E. monocerasの分生胞子懸濁液(10
6胞子/ml)の前接種によって,イネの品種にかかわらず,いもち病斑数が75%以上減少した。また,いもち病菌の接種の7日前までの
E. monocerasの接種によって,いもち病斑形成は抑制された。さらに,圃場試験において,その効果について調べた。
E. monoceras胞子懸濁液の1回の処理によって,処理後2から6週まで85%以上いもち病斑形成が抑制された。
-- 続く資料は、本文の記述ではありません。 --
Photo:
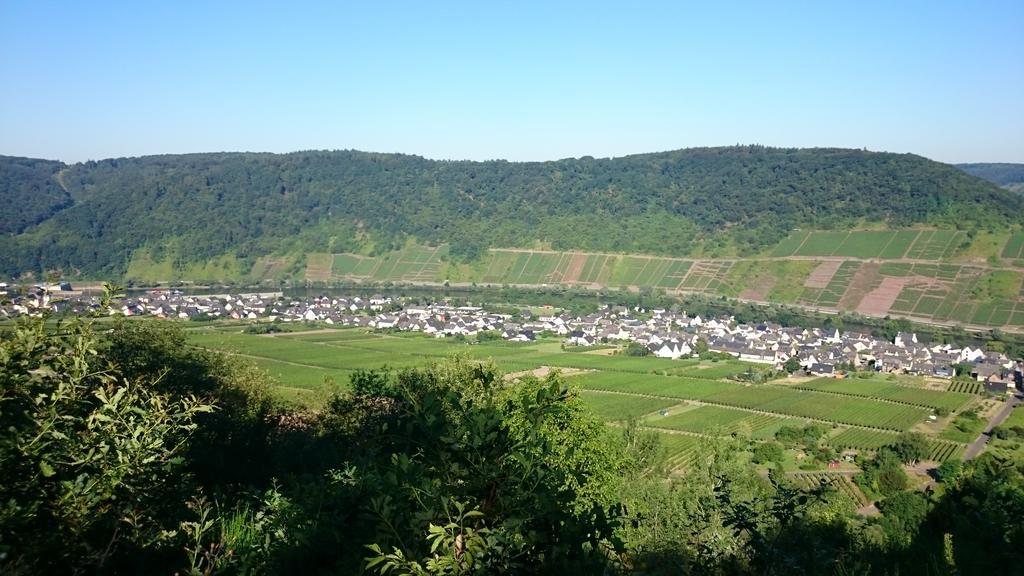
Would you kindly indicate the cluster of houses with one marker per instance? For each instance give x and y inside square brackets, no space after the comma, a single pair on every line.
[665,333]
E. monoceras処理区において,非処理葉上のいもち病も抑制された。温室内試験で
E. monocerasは全身的宿主抵抗性を誘導しなかったので,その結果は
E. monoceras処理による初期のいもち病の進展抑制が上位葉への感染の機会を減らしたことを示唆している。1週間ごとに2回,3回および4回の処理をしても,同様の結果となった。
E. monocerasに罹病したタイヌビエ(
E. oryzicola)をイネ株条間に移植することによっても,いもち病は抑制された。この結果は,罹病タイヌビエ上の病斑に形成された分生胞子がイネに付着し,いもち病が抑制されたことを示唆している。さらに,慣行薬剤処理を対照として,イネの生育および収量に対する
E. monoceras処理の影響について,圃場で調べた。1回あるいは2回処理では,稈長,穂長,穂数,乾物重および収量に影響はなかった。しかしながら,3回処理では桿長が減少し,4回処理では稈長,乾物重および収量が減少した。以上の結果は,2回以内の処理であれば,
E. monocerasはイネに影響を与えることなく,イネ葉いもちを防除できる生物防除剤の素材となりうることを示している。